Such is life for a rehabbing pitcher who's circled a return date on his calendar, in this case opening day April 2, but who can't guarantee he'll make it.
"I have my good days, I have some not amazing days but hopefully those are becoming less and less," he said.
Pressed further, there must be a difference between "not amazing days" and "bad days," Janssen said it's not shoulder soreness that sometimes holds him back but arm strength, which takes time to build.
"Not necessarily pain but not how you would feel when you're 100-percent," said Janssen. "You can tell that you're grinding just a bit."
Janssen, 31, faced four batters in Sunday's Triple-A game against a contingent of Phillies' minor leaguers. He retired all four, including a strikeout of Tyson Gillies, Canada's centre fielder at the World Baseball Classic. Janssen threw mostly fastballs, mixed in the odd changeup, for a count of 16 pitches.
"Definitely (there's) a little more adrenaline," said Janssen. "These guys are competing, who knows what their situations are, but they're either trying to make the team or impress so it's as much a game as anything else other than actually being in a stadium."
The next step is to wake up Monday feeling good. If Janssen passes that test it's off to Florida Auto Exchange Stadium for a day of work, while his teammates enjoy a day off, to throw long toss and undergo treatment.
Depending on Janssen's status the Blue Jays have either one or two openings in the bullpen. If Janssen's hurt, expect Aaron Loup, Brett Cecil and Jeremy Jeffress to break camp.
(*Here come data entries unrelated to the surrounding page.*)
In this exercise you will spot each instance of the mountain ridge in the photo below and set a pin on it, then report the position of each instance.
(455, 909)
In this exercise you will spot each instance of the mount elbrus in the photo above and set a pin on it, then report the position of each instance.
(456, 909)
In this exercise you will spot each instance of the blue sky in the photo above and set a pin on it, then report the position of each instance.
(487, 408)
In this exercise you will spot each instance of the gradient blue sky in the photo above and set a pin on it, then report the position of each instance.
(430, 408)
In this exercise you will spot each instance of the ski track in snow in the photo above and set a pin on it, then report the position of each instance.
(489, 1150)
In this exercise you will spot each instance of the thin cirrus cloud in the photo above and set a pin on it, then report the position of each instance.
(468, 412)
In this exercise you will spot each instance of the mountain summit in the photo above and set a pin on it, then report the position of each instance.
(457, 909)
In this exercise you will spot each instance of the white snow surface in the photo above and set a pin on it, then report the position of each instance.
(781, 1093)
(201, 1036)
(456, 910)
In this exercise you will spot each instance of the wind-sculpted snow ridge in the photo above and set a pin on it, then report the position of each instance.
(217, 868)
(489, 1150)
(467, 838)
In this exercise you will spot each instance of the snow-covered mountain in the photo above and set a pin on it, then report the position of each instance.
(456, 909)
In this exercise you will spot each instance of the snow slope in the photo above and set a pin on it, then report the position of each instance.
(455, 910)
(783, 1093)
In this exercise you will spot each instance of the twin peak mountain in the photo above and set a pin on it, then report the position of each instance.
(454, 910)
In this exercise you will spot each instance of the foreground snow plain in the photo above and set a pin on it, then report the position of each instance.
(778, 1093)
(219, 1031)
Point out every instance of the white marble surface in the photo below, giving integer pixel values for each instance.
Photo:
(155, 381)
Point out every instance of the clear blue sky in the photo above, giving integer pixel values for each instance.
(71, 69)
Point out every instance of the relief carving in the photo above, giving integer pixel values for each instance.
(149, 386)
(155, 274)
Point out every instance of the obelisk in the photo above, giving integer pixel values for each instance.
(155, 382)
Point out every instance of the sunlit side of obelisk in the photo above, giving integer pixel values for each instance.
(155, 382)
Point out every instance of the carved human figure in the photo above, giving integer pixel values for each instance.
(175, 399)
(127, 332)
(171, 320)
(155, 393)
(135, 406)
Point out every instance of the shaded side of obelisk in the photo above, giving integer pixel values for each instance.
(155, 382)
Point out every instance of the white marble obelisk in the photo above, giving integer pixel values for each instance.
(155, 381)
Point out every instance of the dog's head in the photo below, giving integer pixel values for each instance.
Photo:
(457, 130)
If Janssen's healthy, general manager Alex Anthopoulos must pick two of the three, which is where things get complicated.
On merit, manager John Gibbons said earlier in the spring the Blue Jays would take their "best roster" north, Loup has earned a spot (1.29 ERA in seven Grapefruit League innings.) However, Loup has options; Cecil and Jeffress don't, meaning to get either to the minors the Blue Jays must first waive them and risk having them picked up by another club.
Cecil has struggled this spring (6.35 ERA in 11.1 innings.) The Blue Jays are intrigued by Jeffress' lively arm, which produces a mid-90s fastball. He has 10 strikeouts and a 3.38 ERA in eight innings; Jeffress also has walked five batters.
Decisions will be made by the end of March, as the calendar dictates, but Janssen can look no further than the coming days.
"This week is going to be a big week for me," said Janssen. "They're going to present me with some challenges that I'm either going to be able to take on or not and everyone will have a pretty good idea (of where I'm at.")
- Adam Lind is hitting .424 (14-33) with a .488 on-base percentage this spring. He's trying to recapture the magic of his 2009 season (35 HR, 114 RBI) and one key will be his health. Lind has previously battled back problems; he credits his yoga regimen for a pain-free spring.
"I've had no back pain at all," said Lind. "Last year at this time, maybe a week prior to this, I missed a week of camp with back pain. I've been pain free this whole camp, which is a much better spot than I was last year."
Lind missed almost five weeks last July/August with a back injury.
- Veteran left-hander Darren Oliver, 42, will pitch three innings in a minor league game on Tuesday.
On a 40-pitch limit, Oliver prefers extending himself in one minor league game each spring due to its controlled nature. The rules are lax so if Oliver struggles, he can request the inning be stopped. He'll sit down to simulate a half inning of rest and then return to the mound for more work.
Oliver, entering his 20th major league season, has appeared in three games for a total of three innings of work. He isn't likely to see much more Grapefruit League action.
- The Blue Jays lost 11-2 to the Astros in Kissimmee, FL, on Sunday. Following an off day Monday, Toronto will host Houston on Tuesday.
Mark Buehrle (0-0, 5.00 ERA) will make his fifth Grapefruit League start.
Sergio Santos and Esmil Rogers also are scheduled to pitch in the game.
Also on Tuesday, Josh Johnson (five innings) and R.A. Dickey (two innings) will pitch in a minor league game.